Bond is a certificate issued by a business company or government promising to pay back money it has borrowed. The issuer of the bond promises to return to the bondholder the principal (amount borrowed) when the bond matures (comes due) at some future date. Most bonds pay interest at regular intervals. Because the person who buys a bond is a creditor and not a stockholder, bonds enable businesses and other issuers to raise funds without enlarging the pool of owners.
How bonds are issued.
Bonds are usually issued in groups. Each bond represents a fraction of the amount being borrowed. A person could buy a bond of $1,000 denomination that is part of a $100,000 issue. This type of issue enables people of moderate means to invest, and enables businesses to obtain substantial funding.

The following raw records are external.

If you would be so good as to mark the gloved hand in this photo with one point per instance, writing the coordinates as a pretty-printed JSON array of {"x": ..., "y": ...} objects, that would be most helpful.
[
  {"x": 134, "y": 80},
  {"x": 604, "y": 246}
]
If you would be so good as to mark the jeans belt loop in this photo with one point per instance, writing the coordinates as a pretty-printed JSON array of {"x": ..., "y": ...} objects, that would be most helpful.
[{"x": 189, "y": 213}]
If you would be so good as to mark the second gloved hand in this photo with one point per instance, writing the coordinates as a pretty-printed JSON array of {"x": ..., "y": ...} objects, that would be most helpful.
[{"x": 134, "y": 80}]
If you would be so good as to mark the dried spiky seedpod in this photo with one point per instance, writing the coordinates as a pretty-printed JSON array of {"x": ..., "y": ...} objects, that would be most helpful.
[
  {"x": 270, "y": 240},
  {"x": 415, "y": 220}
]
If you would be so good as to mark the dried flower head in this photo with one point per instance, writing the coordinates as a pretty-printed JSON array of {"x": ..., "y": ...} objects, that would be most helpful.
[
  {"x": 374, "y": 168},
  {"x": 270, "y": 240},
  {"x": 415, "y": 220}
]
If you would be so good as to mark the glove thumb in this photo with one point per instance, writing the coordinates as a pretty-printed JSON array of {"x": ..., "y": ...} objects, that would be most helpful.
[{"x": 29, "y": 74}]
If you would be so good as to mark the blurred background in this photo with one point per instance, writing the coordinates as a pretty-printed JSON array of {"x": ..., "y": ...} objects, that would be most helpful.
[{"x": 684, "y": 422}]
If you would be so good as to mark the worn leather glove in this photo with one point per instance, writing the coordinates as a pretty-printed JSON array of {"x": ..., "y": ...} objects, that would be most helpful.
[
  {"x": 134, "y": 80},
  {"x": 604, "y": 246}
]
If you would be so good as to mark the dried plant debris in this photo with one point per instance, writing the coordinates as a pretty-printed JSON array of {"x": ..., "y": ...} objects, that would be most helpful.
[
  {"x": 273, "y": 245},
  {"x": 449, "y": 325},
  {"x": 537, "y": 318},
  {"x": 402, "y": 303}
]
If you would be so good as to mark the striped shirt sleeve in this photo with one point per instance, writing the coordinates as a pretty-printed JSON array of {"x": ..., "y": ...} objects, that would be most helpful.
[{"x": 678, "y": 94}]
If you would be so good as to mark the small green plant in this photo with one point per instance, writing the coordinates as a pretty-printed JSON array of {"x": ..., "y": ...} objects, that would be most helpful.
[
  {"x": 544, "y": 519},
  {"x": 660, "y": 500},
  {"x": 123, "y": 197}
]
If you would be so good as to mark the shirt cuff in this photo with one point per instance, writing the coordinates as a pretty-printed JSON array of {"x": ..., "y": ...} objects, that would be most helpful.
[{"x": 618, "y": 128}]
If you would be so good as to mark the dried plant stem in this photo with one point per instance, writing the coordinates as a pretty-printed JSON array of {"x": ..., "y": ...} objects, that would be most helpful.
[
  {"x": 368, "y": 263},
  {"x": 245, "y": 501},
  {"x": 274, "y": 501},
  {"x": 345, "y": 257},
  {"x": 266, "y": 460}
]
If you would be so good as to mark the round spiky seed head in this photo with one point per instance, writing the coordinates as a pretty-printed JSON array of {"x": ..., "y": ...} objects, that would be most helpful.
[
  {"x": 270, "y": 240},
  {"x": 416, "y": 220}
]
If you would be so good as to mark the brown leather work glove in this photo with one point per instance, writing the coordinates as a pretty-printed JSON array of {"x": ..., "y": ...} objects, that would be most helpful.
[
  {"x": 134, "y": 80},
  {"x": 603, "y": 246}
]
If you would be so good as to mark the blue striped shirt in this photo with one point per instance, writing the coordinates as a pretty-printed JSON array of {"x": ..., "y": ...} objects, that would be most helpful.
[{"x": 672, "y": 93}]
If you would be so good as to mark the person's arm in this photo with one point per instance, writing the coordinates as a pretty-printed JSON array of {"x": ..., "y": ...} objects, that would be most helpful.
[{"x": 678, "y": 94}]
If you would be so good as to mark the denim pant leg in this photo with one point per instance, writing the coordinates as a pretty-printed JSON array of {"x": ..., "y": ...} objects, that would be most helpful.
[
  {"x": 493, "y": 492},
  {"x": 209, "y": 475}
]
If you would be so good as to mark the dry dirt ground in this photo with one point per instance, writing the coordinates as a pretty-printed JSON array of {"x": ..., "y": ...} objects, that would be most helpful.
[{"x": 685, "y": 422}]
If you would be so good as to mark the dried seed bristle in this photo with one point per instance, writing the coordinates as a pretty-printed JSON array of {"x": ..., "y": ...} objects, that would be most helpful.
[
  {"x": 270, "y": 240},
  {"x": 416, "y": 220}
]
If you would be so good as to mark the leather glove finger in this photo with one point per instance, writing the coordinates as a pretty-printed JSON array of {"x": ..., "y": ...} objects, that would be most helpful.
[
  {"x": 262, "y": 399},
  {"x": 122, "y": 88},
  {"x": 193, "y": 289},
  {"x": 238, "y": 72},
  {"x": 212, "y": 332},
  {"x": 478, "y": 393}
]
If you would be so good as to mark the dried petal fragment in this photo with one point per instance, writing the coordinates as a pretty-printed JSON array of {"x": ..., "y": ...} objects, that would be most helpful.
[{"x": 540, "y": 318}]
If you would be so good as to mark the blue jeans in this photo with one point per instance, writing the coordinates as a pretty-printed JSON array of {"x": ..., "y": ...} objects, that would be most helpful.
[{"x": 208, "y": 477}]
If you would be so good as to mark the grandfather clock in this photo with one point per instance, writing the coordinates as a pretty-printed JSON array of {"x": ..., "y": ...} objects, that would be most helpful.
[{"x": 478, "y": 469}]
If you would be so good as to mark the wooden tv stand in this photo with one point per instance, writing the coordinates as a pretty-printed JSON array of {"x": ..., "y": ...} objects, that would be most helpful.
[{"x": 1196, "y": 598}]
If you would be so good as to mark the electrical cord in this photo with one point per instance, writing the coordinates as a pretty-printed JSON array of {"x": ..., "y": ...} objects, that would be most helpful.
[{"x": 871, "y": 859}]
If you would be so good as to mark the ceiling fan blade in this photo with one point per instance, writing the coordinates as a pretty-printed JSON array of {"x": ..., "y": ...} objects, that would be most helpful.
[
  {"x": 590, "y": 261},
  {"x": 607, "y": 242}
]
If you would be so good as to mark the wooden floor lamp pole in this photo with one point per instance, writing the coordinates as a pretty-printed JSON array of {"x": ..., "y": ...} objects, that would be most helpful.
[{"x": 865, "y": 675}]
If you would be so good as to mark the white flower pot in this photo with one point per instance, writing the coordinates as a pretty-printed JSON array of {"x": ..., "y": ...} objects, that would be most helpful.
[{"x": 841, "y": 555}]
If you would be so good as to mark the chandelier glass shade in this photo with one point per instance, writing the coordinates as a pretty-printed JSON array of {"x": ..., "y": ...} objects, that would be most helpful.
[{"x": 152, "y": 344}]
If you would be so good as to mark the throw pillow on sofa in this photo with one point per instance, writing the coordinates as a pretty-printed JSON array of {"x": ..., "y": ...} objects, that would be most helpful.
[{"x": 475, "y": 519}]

Many bonds are traded on stock exchanges.
Kinds of bonds.
There are several kinds of bonds. Mortgage bonds give the investor a claim on some or all of a company’s property. Such a claim, called a lien, is given as security in case the loan is not repaid when due. Debentures are bonds that are not protected by a lien. Collateral trust bonds are secured by property called collateral (often stocks or bonds) deposited with a trustee. Income bonds promise to repay principal but to pay interest only when there are earnings. Callable bonds may be redeemed by the issuing corporation under stated conditions before maturity. Serial bonds mature in relatively small amounts at stated intervals. Municipal bonds are issued by state or local governments. Inflation-indexed bonds protect bondholders from being repaid in dollars whose value has been reduced by inflation (rising prices). The amounts investors receive are adjusted to correspond to current market prices.
Bond ratings.
Bonds are assigned ratings by independent organizations, such as Moody’s Investors Service and Standard & Poor’s Corporation, based on their degree of risk. Risk is determined by how likely it seems that the issuer might default (fail to meet its obligations). The riskier a bond, the lower its rating. Because investment experts perceive large, established companies as low-risk, bonds issued by such companies usually have investment-grade ratings. These ratings mean that the companies pay lower interest rates to investors. Bonds with noninvestment grade ratings must offer a higher rate of interest to make up for their higher risk. Such bonds—also called high-yield bonds or junk bonds—have gained popularity among investors because their high interest rates often more than make up for the risk of default. Many companies issue such bonds to raise money for investing in new technologies.